Sob a justificativa de combater voçorocas – vastas fendas escavadas sobretudo pela erosão causada pela chuva em solo desprotegido –, a Prefeitura de Itabirito contratou e licenciou a empresa gaúcha Tazay Transportes Ltda., a partir de 2024, para estabilizar erosões em terrenos entre a sede urbana e o distrito de São Gonçalo do Monte, onde há também descarte aprovado pelo município de restos de construção civil (RCC) em local onde havia uma voçoroca.
A empresa batizou a ação de “Projeto Ivoti” e o descreve como tendo por objetivo restaurar cinco voçorocas sob licenciamento da prefeitura, somando até 9 hectares (ha). “Já destinamos 1,3 milhão de toneladas de materiais seguros da mineração, fortalecendo o solo e permitindo a regeneração da vegetação”, declara a empresa.
De acordo com informações da companhia, os resíduos são da Mina Pau Branco, da mineradora francesa Vallourec, em Nova Lima, na Grande BH. A administração municipal afirma que a autorização no projeto de tratamento das voçorocas prevê uso de estéril de mineração, que é a rocha ou solo com quase nenhum teor de ferro, removida antes da extração de minério.

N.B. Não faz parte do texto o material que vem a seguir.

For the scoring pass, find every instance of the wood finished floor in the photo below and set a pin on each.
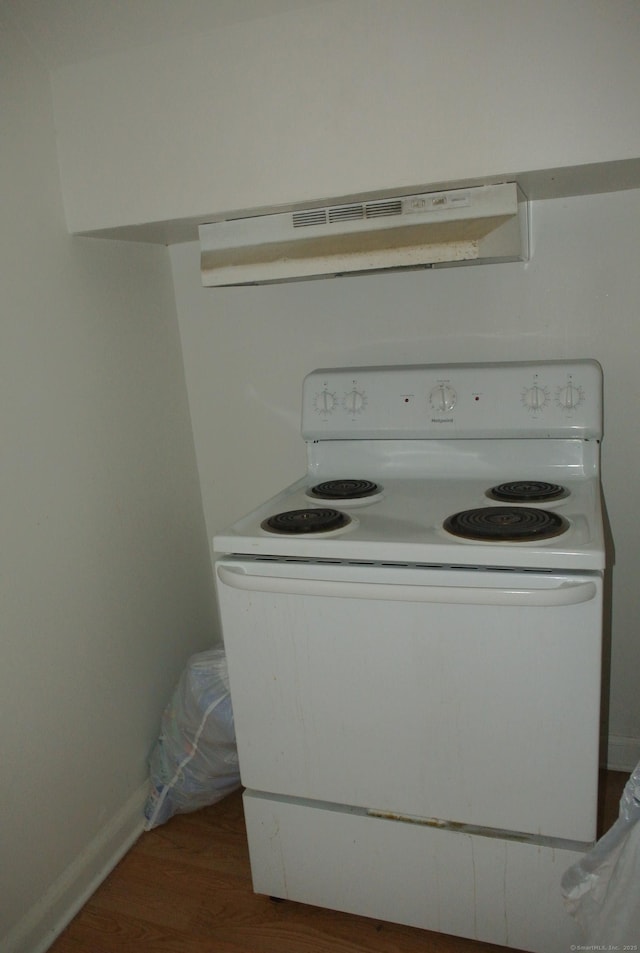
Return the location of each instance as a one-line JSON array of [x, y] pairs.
[[185, 887]]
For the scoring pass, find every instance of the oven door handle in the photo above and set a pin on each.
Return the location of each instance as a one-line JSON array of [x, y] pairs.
[[566, 594]]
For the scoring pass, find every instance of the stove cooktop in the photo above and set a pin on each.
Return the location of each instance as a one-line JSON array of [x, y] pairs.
[[424, 521], [473, 465]]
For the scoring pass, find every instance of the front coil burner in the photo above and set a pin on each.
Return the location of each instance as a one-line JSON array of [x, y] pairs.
[[344, 489], [527, 491], [297, 522], [506, 524]]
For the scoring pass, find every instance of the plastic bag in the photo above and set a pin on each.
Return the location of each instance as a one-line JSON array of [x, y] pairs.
[[194, 763], [602, 891]]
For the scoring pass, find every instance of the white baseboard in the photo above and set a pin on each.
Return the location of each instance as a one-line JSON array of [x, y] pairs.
[[623, 754], [40, 926]]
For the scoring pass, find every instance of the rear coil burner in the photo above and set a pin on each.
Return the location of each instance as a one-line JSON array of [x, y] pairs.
[[527, 491], [506, 524], [297, 522], [344, 489]]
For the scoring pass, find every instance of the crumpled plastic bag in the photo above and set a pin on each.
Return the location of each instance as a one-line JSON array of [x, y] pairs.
[[194, 762], [602, 890]]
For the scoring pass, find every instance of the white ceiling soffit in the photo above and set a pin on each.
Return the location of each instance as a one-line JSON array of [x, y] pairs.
[[65, 32], [434, 229]]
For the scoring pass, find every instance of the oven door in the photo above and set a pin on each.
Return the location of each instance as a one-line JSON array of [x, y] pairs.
[[467, 696]]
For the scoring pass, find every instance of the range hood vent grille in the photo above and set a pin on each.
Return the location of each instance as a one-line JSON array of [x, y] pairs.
[[481, 224]]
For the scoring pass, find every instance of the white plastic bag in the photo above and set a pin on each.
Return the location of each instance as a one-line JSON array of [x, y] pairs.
[[602, 891], [194, 763]]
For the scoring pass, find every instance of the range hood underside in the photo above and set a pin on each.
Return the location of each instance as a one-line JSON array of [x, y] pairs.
[[492, 226]]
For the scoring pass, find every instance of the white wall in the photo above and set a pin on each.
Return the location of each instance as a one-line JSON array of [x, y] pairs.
[[344, 97], [247, 350], [104, 568]]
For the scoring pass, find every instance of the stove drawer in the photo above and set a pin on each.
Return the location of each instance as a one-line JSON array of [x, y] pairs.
[[466, 696]]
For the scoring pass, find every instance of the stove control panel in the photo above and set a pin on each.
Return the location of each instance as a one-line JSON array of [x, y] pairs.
[[441, 401]]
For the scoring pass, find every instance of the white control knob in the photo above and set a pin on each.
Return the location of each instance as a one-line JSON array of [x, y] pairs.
[[570, 396], [443, 398], [536, 397], [325, 402], [355, 401]]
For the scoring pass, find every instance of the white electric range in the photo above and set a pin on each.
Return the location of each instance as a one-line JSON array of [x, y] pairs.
[[413, 631]]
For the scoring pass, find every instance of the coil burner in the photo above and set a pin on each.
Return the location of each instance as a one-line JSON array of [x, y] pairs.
[[506, 524], [527, 491], [344, 489], [312, 520]]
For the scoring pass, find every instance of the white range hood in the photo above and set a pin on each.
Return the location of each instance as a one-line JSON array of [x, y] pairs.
[[430, 229]]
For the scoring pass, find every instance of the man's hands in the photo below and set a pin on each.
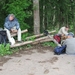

Já o rejeito é a sobra do processo minerário após a extração e o beneficiamento do minério. E pode conter algum teor de ferro.
Risco e dilema dos rejeitos
Depois dos rompimentos das barragens de Mariana (2015) e Brumadinho (2019) e das fortes restrições ao uso desse tipo de reservatório, mineradoras têm enfrentado desafios para dispor os rejeitos de seus processos. Buscam descartes em cavas de extração antigas e formação de pilhas. Em 2022, o escorregamento de uma pilha da Vallourec, por exemplo, chegou a inundar de lama e detritos a BR-040, interrompendo o tráfego na altura da Mina de Pau Branco, entre Nova Lima e Brumadinho.
Em Itabirito, todo o licenciamento do projeto das voçorocas e do aterro de restos de construção foi feito pela prefeitura, por meio da delegação estadual pelo Convênio de Cooperação Técnica e Administrativa 03/2021, celebrado com a Secretaria de Estado de Meio Ambiente e Desenvolvimento Sustentável (Semad). A gestão municipal destaca que são licenciamentos regulares, que seguiram todos os trâmites legais.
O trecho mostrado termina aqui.